Tax the Heat played their first gig in January 2013. Later that year, the band’s self-recorded demos gained the interest of Chris Goss, leader of legendary rock band Masters of Reality and producer of Kyuss, Queens of the Stone Age and The Cult. “Our management asked us for a shortlist of producers,” Veale says, “and Chris was number one on the list. He produced ‘Rated R’ for Queens of the Stone Age, and that album is a massive influence on us.” After hearing Tax the Heat’s demos, Goss agreed to produce an E.P. for the band. It was recorded in Bath following a European tour with Masters of Reality, and engineered by Tom Dalgety, who went on to produce the debut album by Royal Blood, which topped the UK chart in 2014 and won the Mercury Prize for best album.

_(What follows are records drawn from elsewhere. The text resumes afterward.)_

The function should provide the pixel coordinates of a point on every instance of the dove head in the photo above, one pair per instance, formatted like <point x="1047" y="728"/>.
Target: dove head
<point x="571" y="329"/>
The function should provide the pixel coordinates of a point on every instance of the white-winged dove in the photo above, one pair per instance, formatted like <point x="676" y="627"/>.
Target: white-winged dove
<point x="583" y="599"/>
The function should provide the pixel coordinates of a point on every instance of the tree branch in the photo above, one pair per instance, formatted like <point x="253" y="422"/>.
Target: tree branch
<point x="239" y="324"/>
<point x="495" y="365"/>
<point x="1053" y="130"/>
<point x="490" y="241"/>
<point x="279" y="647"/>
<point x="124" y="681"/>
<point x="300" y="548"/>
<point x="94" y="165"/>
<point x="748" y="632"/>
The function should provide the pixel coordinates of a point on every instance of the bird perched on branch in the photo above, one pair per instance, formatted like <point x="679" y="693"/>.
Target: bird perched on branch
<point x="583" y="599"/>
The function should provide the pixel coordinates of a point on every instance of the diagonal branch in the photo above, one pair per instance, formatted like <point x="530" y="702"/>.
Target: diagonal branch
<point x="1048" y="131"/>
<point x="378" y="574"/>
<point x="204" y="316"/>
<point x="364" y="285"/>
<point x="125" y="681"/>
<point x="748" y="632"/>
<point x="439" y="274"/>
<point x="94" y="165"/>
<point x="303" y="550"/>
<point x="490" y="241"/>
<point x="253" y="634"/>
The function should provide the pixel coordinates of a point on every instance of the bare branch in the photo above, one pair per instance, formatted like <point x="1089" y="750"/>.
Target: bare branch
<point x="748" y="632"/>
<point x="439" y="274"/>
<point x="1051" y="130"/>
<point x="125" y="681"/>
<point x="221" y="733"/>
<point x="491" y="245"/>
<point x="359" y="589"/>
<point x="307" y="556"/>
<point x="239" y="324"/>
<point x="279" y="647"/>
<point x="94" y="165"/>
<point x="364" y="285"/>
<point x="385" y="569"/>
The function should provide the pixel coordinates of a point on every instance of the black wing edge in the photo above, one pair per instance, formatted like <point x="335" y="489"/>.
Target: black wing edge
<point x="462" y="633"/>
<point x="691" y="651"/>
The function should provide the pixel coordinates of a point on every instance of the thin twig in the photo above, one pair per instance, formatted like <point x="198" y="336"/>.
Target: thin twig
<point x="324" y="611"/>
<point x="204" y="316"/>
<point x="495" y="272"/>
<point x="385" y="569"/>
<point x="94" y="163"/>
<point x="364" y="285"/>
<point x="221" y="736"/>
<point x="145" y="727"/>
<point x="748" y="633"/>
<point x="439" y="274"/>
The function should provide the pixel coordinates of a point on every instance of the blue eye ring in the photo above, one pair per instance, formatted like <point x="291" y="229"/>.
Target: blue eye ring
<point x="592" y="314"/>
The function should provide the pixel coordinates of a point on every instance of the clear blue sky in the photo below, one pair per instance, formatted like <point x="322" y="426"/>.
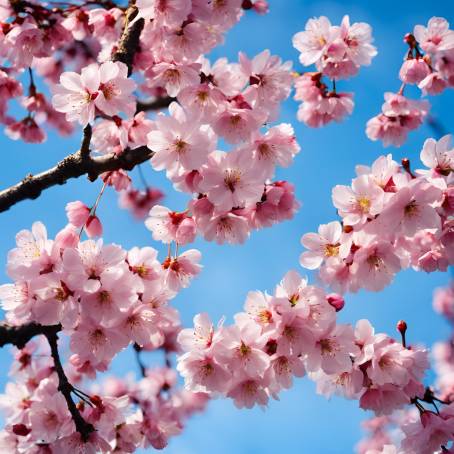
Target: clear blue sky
<point x="301" y="421"/>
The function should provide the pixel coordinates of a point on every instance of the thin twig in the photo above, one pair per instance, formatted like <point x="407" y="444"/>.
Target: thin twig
<point x="82" y="426"/>
<point x="85" y="147"/>
<point x="20" y="335"/>
<point x="143" y="369"/>
<point x="73" y="166"/>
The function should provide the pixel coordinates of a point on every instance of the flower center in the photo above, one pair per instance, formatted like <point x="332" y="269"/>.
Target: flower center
<point x="411" y="209"/>
<point x="332" y="250"/>
<point x="232" y="178"/>
<point x="364" y="204"/>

Tax the Heat’s E.P was released in November 2013 on a limited run of 10” vinyl. Since then, the band’s music has picked up airplay on BBC Radio 2, Kerrang! Radio, Planet Rock and BBC Introducing. In addition, Tax the Heat have built their reputation as a live act: touring with Thunder, Reef, Black Star Riders (ex-Thin Lizzy), Ash, The Graveltones, The Virginmarys and The Cadillac Three; appearing at major festivals, Download and Calling, in 2014; and playing their first headline UK tour in December 2015.
Fed to the Lions is the culmination of this intense three-year period. As Alex Veale says: “working with Chris Goss is what put us on the path to becoming the band that’s on the album. He made us think about the band in a different way, making it our own thing. And we took that on into the album.”

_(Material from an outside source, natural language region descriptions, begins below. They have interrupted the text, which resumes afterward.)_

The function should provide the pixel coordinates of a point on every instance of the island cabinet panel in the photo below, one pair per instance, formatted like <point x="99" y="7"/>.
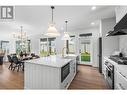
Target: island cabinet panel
<point x="65" y="84"/>
<point x="41" y="77"/>
<point x="51" y="74"/>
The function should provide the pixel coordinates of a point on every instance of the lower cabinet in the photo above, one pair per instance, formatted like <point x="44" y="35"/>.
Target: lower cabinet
<point x="65" y="84"/>
<point x="120" y="81"/>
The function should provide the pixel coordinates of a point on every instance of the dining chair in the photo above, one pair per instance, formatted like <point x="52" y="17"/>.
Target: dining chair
<point x="17" y="62"/>
<point x="11" y="61"/>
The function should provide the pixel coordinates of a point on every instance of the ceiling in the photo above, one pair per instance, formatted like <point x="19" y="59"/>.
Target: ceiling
<point x="35" y="19"/>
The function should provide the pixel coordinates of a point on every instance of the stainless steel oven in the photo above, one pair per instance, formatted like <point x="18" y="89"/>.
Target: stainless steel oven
<point x="109" y="74"/>
<point x="65" y="70"/>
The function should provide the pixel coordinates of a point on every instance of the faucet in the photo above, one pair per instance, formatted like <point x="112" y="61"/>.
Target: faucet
<point x="63" y="51"/>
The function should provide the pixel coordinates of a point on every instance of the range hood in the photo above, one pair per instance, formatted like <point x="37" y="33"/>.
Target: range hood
<point x="120" y="28"/>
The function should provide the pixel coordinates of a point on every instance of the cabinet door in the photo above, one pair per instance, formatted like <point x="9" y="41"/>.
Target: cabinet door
<point x="121" y="81"/>
<point x="120" y="12"/>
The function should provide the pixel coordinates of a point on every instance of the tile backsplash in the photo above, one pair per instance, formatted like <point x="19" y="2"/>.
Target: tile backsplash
<point x="123" y="44"/>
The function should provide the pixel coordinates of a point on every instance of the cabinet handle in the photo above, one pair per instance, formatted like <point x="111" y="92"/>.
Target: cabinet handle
<point x="121" y="86"/>
<point x="122" y="75"/>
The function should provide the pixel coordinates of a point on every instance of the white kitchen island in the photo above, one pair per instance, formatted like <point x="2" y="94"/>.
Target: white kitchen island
<point x="53" y="72"/>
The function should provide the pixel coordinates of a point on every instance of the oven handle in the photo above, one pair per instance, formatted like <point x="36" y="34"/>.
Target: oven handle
<point x="121" y="86"/>
<point x="108" y="68"/>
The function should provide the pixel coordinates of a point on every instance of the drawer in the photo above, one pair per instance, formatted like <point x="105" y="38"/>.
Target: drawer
<point x="121" y="81"/>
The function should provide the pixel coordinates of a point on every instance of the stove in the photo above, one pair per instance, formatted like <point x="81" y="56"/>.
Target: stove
<point x="119" y="60"/>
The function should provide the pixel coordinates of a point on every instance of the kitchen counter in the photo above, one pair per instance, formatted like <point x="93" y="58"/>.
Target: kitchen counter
<point x="53" y="72"/>
<point x="53" y="61"/>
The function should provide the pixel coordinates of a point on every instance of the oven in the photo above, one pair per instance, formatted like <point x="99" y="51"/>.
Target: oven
<point x="109" y="73"/>
<point x="65" y="70"/>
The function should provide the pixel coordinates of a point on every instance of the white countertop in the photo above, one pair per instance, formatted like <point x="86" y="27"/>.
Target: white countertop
<point x="53" y="61"/>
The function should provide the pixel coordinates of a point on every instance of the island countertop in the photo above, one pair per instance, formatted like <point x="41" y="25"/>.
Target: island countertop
<point x="53" y="61"/>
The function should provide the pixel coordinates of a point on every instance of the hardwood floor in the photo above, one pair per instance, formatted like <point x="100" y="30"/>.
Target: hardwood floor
<point x="88" y="78"/>
<point x="10" y="79"/>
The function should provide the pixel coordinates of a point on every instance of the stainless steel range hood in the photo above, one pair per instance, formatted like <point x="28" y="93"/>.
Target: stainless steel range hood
<point x="120" y="28"/>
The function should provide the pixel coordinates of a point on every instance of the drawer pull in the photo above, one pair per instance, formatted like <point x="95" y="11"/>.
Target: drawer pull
<point x="122" y="74"/>
<point x="121" y="86"/>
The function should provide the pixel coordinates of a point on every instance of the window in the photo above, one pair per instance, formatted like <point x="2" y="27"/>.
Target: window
<point x="47" y="46"/>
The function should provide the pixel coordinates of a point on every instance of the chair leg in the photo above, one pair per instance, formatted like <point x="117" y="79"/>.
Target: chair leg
<point x="18" y="68"/>
<point x="10" y="66"/>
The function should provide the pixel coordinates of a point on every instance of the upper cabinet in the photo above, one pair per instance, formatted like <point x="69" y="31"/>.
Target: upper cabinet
<point x="120" y="12"/>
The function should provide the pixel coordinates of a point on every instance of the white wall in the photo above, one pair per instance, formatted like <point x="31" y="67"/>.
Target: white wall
<point x="95" y="36"/>
<point x="110" y="43"/>
<point x="123" y="44"/>
<point x="35" y="43"/>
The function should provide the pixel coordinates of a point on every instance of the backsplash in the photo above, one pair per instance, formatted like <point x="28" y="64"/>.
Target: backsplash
<point x="123" y="44"/>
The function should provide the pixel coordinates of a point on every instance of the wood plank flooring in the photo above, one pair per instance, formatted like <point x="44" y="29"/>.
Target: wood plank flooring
<point x="88" y="78"/>
<point x="10" y="79"/>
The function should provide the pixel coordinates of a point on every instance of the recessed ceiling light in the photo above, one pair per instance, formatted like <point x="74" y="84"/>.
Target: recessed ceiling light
<point x="92" y="23"/>
<point x="93" y="8"/>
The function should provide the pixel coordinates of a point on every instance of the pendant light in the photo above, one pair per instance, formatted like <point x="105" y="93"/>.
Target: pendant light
<point x="52" y="31"/>
<point x="66" y="35"/>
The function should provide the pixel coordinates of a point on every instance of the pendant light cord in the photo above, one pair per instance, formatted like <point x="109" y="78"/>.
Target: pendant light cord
<point x="66" y="25"/>
<point x="52" y="7"/>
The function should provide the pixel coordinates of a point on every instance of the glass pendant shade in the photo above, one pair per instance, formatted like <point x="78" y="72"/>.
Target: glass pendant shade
<point x="52" y="32"/>
<point x="66" y="35"/>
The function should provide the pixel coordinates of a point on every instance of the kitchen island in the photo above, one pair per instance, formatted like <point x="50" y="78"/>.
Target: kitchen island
<point x="53" y="72"/>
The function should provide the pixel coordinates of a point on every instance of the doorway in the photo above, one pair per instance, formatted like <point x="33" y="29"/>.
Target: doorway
<point x="85" y="50"/>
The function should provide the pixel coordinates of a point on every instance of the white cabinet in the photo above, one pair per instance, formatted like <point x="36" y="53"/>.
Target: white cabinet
<point x="120" y="74"/>
<point x="121" y="81"/>
<point x="120" y="12"/>
<point x="65" y="84"/>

“It was all about capturing that live energy on the record,” says Jack Taylor. “We didn’t want to go fully old-school with it – we used modern technology. But what you hear on the album is the four of us playing together, no overdubs. A lot of live takes.”
“Rhythm-and-blues rock’n’roll is the root of it,” Veale says. “But when you listen to the album, it’s more than that. There’s a lot of depth to these songs, a lot of melodic content. And yet, there’s something from the old school that still remains. The way we play, it’s like all those great old bands that we love. Tight but loose.”